Cost comparison

Quickly grasp how efficient your cluster is becoming over time.

Cost comparison is a powerful tool designed to help you understand and visualize the savings achieved through CAST AI optimizations. Comparing two periods provides insights into your cluster's efficiency improvements over time, factoring in both cluster autoscaler and workload autoscaler contributions to resource utilization and bringing your cluster costs down.

Access cost comparison

To access Cost comparison, do the following:

  1. Log in to the Cast AI console and select the cluster you wish to analyze from the Cluster list.
  2. Navigate to Cost Monitoring --> Cost Comparison using the sidebar (as shown in the image above).

Select periods for comparison

You can use the date picker at the top right of the page to specify which two periods of time you wish to compare.

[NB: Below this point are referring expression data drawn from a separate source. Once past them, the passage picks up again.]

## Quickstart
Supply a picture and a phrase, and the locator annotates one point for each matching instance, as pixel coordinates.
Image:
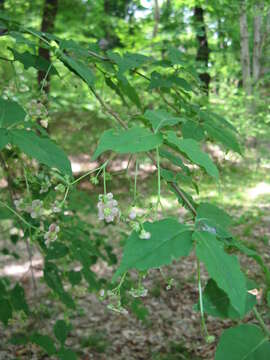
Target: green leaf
(192, 130)
(42, 149)
(174, 159)
(45, 342)
(74, 277)
(268, 298)
(243, 342)
(127, 61)
(222, 134)
(17, 298)
(169, 240)
(223, 268)
(191, 148)
(217, 303)
(38, 62)
(10, 113)
(79, 68)
(133, 140)
(56, 250)
(66, 354)
(4, 138)
(61, 330)
(160, 118)
(128, 90)
(209, 217)
(5, 311)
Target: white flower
(44, 123)
(132, 215)
(145, 235)
(109, 196)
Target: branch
(123, 124)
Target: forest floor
(169, 328)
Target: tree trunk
(47, 25)
(256, 64)
(203, 48)
(245, 57)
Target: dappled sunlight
(262, 188)
(23, 270)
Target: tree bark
(257, 40)
(203, 48)
(244, 42)
(47, 25)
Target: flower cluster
(52, 233)
(36, 209)
(108, 208)
(115, 301)
(139, 292)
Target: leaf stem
(203, 324)
(261, 322)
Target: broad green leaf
(223, 268)
(56, 250)
(45, 342)
(128, 90)
(67, 354)
(217, 303)
(252, 254)
(42, 149)
(176, 56)
(5, 311)
(268, 298)
(4, 138)
(79, 68)
(127, 61)
(61, 330)
(29, 60)
(173, 159)
(74, 277)
(222, 134)
(133, 140)
(191, 148)
(169, 240)
(160, 118)
(192, 130)
(211, 218)
(10, 113)
(243, 342)
(17, 298)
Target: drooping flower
(145, 235)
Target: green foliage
(42, 149)
(243, 342)
(169, 240)
(191, 148)
(223, 268)
(11, 113)
(131, 141)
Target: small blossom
(107, 208)
(44, 123)
(132, 215)
(145, 235)
(140, 292)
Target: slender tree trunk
(47, 25)
(157, 18)
(256, 64)
(203, 48)
(245, 57)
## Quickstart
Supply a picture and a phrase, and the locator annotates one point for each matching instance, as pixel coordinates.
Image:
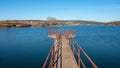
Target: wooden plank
(68, 60)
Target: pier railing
(54, 54)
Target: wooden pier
(62, 52)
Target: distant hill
(43, 23)
(115, 23)
(79, 22)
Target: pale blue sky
(93, 10)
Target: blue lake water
(28, 47)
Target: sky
(91, 10)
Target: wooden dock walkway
(68, 60)
(61, 54)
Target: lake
(28, 47)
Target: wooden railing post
(78, 57)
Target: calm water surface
(28, 47)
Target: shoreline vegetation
(50, 22)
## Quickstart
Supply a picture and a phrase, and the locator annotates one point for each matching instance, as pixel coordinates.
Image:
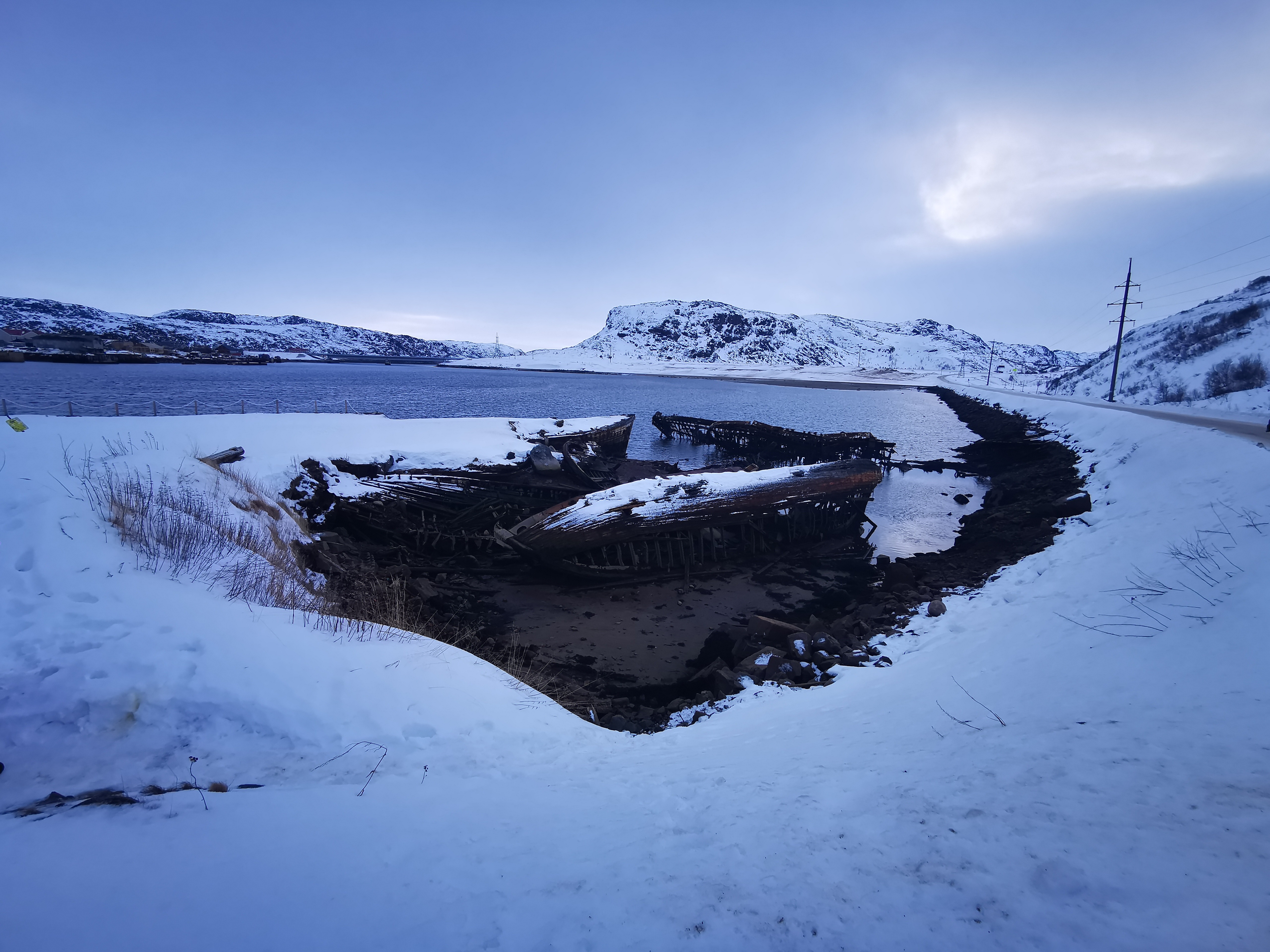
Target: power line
(1124, 306)
(1196, 277)
(1216, 284)
(1208, 260)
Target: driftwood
(680, 521)
(610, 440)
(762, 440)
(226, 456)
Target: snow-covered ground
(183, 329)
(1170, 362)
(1121, 806)
(713, 334)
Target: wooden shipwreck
(675, 524)
(754, 440)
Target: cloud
(1006, 176)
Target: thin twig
(350, 748)
(966, 723)
(980, 702)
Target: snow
(1122, 806)
(183, 329)
(1166, 362)
(709, 334)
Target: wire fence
(195, 408)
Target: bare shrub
(1231, 376)
(186, 532)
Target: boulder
(756, 666)
(1074, 505)
(826, 644)
(798, 648)
(760, 625)
(723, 682)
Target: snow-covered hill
(1212, 356)
(186, 329)
(709, 332)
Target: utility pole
(1124, 306)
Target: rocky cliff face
(1208, 356)
(186, 329)
(718, 333)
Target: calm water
(909, 507)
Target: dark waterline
(919, 423)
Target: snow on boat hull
(676, 522)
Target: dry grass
(232, 535)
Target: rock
(543, 460)
(423, 588)
(724, 682)
(1074, 505)
(815, 626)
(759, 625)
(825, 660)
(758, 664)
(704, 675)
(826, 644)
(799, 648)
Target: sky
(465, 171)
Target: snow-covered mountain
(1211, 356)
(709, 332)
(186, 329)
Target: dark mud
(631, 655)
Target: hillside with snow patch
(714, 333)
(1212, 357)
(189, 329)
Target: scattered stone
(759, 625)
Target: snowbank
(1122, 806)
(716, 334)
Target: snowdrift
(1117, 804)
(183, 329)
(1209, 357)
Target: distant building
(134, 347)
(69, 343)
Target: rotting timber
(754, 440)
(589, 634)
(685, 522)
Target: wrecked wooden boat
(754, 440)
(610, 440)
(676, 524)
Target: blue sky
(470, 169)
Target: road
(1245, 430)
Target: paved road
(1254, 432)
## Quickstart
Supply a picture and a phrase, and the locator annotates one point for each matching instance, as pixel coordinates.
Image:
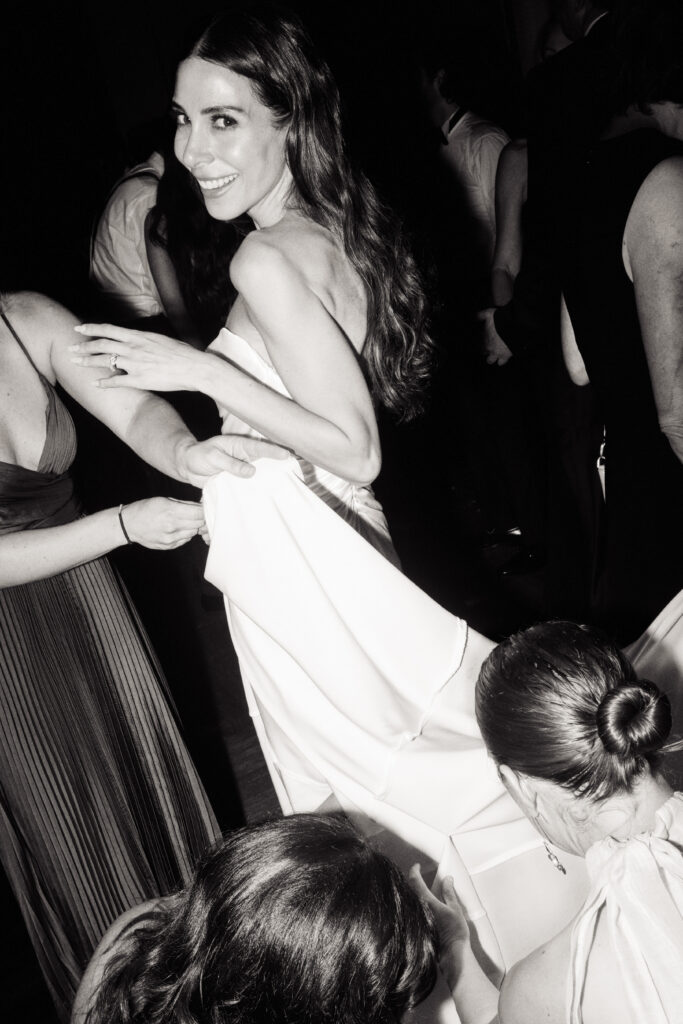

  1. Select the comparison date range (1 day, 3 days, 7 days, or custom)
  2. Choose start dates for Period A and Period B.

📘

Note

Typically, Period A represents the baseline (before or early optimization), while Period B represents the comparison period (after optimization). But the tool can be used to compare any two periods required for your use case.

  1. Click Apply to generate the report.

📘

Note

For best, most consistent results when using the cost comparison function, make sure to:

  1. Compare similar time frames (e.g., weekdays to weekdays) for more accurate results.
  2. Use longer comparison periods (e.g., 7 days) for more stable, representative data.
  3. Consider external factors (e.g., application changes or traffic spikes) when interpreting results.

📘

Note

The maximum allowed time frame for comparison is 30 days.

Feature breakdown

Savings overview and breakdown by resource

At the top of the cost comparison page, you'll find:

  • Saved for Period B: The amount saved during Period B is displayed as a dollar value along with a percentage representing this amount compared to Period A, i.e., a figure of 55.87% in the screenshot below would mean that the savings produced a 55.87% reduction in cost for Period B.
  • Saved with Workload Autoscaler: Savings achieved specifically through CAST AI's workload autoscaler. Cast AI Workload Autoscaler rightsizes resource requests, resulting in much less resource waste and costs associated with unutilized resources.
  • A quick glance at the average cost per resource and associated savings. The Cost per resource comparison section provides a more detailed breakdown of this data.

Cluster summary

This section provides an overview of your cluster's performance metrics and the impact of CAST AI's optimizations.

Cluster metrics

  • Cluster growth rate: Shows the percentage change in cluster size (regarding resources) between periods. A decrease might indicate successful downsizing without compromising performance.
  • Cluster cost: Represents the overall cost reduction. A 55.87% decrease demonstrates significant savings achieved through optimization.
  • Workload req. changed: Indicates how much workload resource requests have been adjusted. A 75% reduction suggests substantial rightsizing of application resource requests.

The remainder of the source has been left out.